L’histoire est celle de Coraline, petite fille en train de quitter l’enfance qui se retrouve, après un déménagement avec ses deux parents, un peu délaissée par ces derniers. Son esprit cynique et son sens aigu de la critique la poussent à remettre tout son entourage en question. Elle découvre alors, en explorant la maison, un double de ses parents, dévoués, attentifs, parfaits, à un détail près : ils ont, comme les poupées de chiffon, des boutons à la place des yeux.
La force de ce conte, et c’était déjà celle de l’œuvre de Neil Gaiman, c’est toute la symbolique de ce deuxième monde. C’est la petite fille en Coraline qui crée cet univers parfait (sur le papier) ; c’est l’adulte en elle qui lui donne la force de refuser cette toute-puissance du désir.
A côté de cela, visuellement, Coraline est merveilleusement soigné, avec cette animation en stop-motion et, pour les plus chanceux, un effet 3D (que, pour avoir expérimenté, j’ai trouvé assez époustouflant, mais largement moins que pour La Légende de Beowulf, par exemple, et qui, je trouve, pose parfois des problèmes de fluidité, avec quelques mouvements saccadés).
Le film suit un véritable crescendo, très bien contrôlé, et la dernière partie, celle du « jeu » entre Coraline et son « autre mère » est vraiment haletant, et esthétiquement sublime (je pense en particulier à l’évolution et à la destruction de l’ »autre monde »).
Je regrette néanmoins, par rapport au livre, l’ajout du petit garçon, qui à mon sens n’a guère d’utilité, et sans lequel Coraline s’en sortait très bien. Le vrai personnage secondaire fascinant c’est le chat, qui est à mon sens la meilleure réussite de Henry Selick. Son apparence est parfaite (noir, efflanqué et pelé) et sa voix (en VO, Keith David) est granuleuse et envoûtante à souhait.

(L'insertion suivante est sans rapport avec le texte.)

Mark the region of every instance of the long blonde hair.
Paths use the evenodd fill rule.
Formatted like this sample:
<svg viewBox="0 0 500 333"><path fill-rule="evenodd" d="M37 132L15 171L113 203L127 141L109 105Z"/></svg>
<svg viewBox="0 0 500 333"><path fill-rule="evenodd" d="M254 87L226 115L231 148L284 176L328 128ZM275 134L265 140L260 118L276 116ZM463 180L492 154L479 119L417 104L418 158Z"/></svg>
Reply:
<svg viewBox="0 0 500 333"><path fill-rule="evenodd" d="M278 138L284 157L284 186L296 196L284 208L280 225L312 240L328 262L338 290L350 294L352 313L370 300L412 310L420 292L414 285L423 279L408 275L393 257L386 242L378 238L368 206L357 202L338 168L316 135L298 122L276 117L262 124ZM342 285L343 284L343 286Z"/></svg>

Du côté du casting vocal justement, Teri Hatcher est plutôt très bonne dans le rôle des deux mères, mais j’ai eu un peu de mal à accrocher à celle de Dakota Fanning, avec son fort accent américain, accentuant peut-être un peu trop à mon goût le côté « pestouille » de Coraline au début du récit.
Mais malgré ces petits défauts, je trouve le film vraiment très réussi, entre l’émerveillement et le frisson, avec un certain charme qui se dégage de cette technique d’animation, et puis, le chat, aaaah, le chat…

Mots-clés: Coraline, Henry Selick, 3D, Neil Gaiman, Teri Hatcher, Dakota Fanning, Keith David, L'étrange noël de Mr Jack, The Nightmare Before Christmas, James et la pêche géante
Vendredi 20 février 2009


Eh oui, j’ai passé outre les avis et critiques négatives, trop alléchée par ce casting surprenant.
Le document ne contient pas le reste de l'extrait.